Which way it goes may be one of the big questions for Russia’s future: will people’s personal and professional standards end up pressuring the regime to reform, or will the regime manage to recruit enough loyalists to fill the ranks and ignore such demands? And if we assume that the more suppressive the regime gets, the more it needs to rely on loyalists, the thinner and poorer its professional base becomes, and the more fragile its future looks—then where is the point of no return or the tipping point? What does it look like?

These questions are being debated in Russia itself, and the West cannot refrain from pondering them either. However, the actual takeaway for Western policymakers should be a different and a simpler one. We should accept that it is hard for us to democratize Russia; and if Russia one day democratizes, then it will not be along the lines of the political processes that took place in Central Europe in the 1990s.

It will be something different: homegrown democratization that does not necessarily take the West as an unconditional model. This means that the West should give up its (sometimes subconscious) hopes of seeing Russia set the clock back to 1991 and starting it all over, with “proper democrats” in charge. It should stop using the words “pro-Western,” “democrat,” and “liberal” as synonyms in the Russia context, as not all Russian democrats are necessarily liberal, and not all liberals or democrats are inevitably pro-Western. Instead, it should keep an open mind to those curious indigenous sprouts of democracy that spring from the ugly political soil of today’s Russia.

Also, Russia is a top-down country. Any meaningful attempts for democratization or liberalization have always started from above and then made use of the pressure from below. For Andrey Sakharov to transform from a moral icon into a political figure needed a Mikhail Gorbachev who released him from his exile in Gorky and allowed him to be elected to the Congress of People’s Deputies.

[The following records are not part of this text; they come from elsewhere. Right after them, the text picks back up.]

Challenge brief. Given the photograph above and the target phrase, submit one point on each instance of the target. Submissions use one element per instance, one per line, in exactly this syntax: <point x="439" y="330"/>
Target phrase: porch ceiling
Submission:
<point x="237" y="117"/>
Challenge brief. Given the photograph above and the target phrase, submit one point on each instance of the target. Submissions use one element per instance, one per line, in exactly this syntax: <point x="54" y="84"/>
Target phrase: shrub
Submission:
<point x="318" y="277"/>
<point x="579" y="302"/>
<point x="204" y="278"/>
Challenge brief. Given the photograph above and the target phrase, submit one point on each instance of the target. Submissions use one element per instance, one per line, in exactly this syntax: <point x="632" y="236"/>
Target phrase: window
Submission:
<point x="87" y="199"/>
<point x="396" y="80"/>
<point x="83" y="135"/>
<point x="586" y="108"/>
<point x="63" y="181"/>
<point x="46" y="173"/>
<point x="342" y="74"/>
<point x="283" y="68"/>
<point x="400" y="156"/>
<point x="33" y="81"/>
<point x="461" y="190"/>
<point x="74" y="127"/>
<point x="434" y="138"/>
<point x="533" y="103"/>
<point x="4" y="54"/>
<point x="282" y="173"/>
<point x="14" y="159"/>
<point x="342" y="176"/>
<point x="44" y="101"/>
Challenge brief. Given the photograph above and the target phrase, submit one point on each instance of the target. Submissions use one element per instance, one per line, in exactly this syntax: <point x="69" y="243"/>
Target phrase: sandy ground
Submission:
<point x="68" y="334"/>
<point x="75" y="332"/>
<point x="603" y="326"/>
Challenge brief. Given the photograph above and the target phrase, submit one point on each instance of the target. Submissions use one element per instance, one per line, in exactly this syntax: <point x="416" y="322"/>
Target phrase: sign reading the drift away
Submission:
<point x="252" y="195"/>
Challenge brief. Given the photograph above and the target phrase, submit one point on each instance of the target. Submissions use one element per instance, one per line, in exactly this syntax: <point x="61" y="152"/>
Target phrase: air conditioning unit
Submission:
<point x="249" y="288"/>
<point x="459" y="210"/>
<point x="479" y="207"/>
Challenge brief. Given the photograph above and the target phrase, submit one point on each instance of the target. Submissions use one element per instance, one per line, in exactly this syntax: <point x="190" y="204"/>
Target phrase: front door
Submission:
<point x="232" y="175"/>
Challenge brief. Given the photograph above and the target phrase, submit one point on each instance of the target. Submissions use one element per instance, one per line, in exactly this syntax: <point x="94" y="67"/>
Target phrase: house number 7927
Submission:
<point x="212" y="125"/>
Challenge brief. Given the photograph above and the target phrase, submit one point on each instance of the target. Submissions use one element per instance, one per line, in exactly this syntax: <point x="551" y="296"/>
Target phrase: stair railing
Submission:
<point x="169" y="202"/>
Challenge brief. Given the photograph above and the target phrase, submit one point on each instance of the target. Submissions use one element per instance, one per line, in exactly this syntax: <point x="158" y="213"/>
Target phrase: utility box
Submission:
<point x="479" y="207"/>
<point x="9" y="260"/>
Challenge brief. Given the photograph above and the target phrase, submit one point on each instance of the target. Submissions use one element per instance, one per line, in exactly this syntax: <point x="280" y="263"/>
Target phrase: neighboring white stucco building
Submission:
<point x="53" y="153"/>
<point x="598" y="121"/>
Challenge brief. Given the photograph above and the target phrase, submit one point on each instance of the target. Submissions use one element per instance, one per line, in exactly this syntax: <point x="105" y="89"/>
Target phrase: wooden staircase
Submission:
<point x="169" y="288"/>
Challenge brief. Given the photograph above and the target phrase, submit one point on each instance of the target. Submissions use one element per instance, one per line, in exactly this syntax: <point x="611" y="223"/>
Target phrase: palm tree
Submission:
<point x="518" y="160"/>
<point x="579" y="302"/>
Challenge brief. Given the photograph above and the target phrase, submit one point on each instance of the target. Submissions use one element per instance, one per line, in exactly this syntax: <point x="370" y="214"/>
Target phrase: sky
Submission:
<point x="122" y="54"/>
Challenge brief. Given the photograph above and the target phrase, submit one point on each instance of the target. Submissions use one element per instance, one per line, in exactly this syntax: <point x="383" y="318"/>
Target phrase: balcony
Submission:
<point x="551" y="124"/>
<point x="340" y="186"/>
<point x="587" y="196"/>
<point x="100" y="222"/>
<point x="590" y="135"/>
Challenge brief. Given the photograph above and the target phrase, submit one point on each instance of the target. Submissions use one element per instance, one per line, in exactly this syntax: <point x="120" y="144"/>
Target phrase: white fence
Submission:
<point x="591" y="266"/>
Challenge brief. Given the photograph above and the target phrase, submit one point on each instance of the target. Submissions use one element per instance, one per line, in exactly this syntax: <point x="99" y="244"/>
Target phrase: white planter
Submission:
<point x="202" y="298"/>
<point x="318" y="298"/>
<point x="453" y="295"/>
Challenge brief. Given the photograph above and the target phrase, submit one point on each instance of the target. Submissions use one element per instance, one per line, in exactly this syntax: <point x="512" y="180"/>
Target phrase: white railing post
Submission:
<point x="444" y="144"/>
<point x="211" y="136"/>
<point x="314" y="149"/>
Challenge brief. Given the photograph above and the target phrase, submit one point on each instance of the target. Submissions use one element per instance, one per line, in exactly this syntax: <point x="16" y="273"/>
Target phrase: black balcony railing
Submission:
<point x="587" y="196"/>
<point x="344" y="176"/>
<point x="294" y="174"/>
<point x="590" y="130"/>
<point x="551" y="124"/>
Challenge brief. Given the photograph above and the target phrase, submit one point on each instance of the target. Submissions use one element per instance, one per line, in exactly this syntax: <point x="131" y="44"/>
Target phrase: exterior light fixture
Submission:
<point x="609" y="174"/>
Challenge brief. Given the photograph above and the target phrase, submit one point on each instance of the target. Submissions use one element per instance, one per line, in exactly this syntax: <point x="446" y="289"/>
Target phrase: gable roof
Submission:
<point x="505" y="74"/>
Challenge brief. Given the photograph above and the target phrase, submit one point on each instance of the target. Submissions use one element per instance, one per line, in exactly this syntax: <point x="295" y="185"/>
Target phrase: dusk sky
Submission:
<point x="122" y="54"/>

Likewise, to truly unlock his potential as a policy-maker (not just a regime-breaker), Alexey Navalny might need a change in the Kremlin that comes from inside the system. In making Russia change, both the “systemic” and “non-systemic” liberals will have a role. The role for the West is to offer respectful but politely distant support to both—as opposed to assuming that micromanaging democratic change in Russia is the West’s duty that it failed to discharge in the 1990s, and hence needs to try again.

Kadri Liik is a senior policy fellow at the European Council on Foreign Relations (ECFR), focusing on Russia, Eastern Europe, and the Baltic region.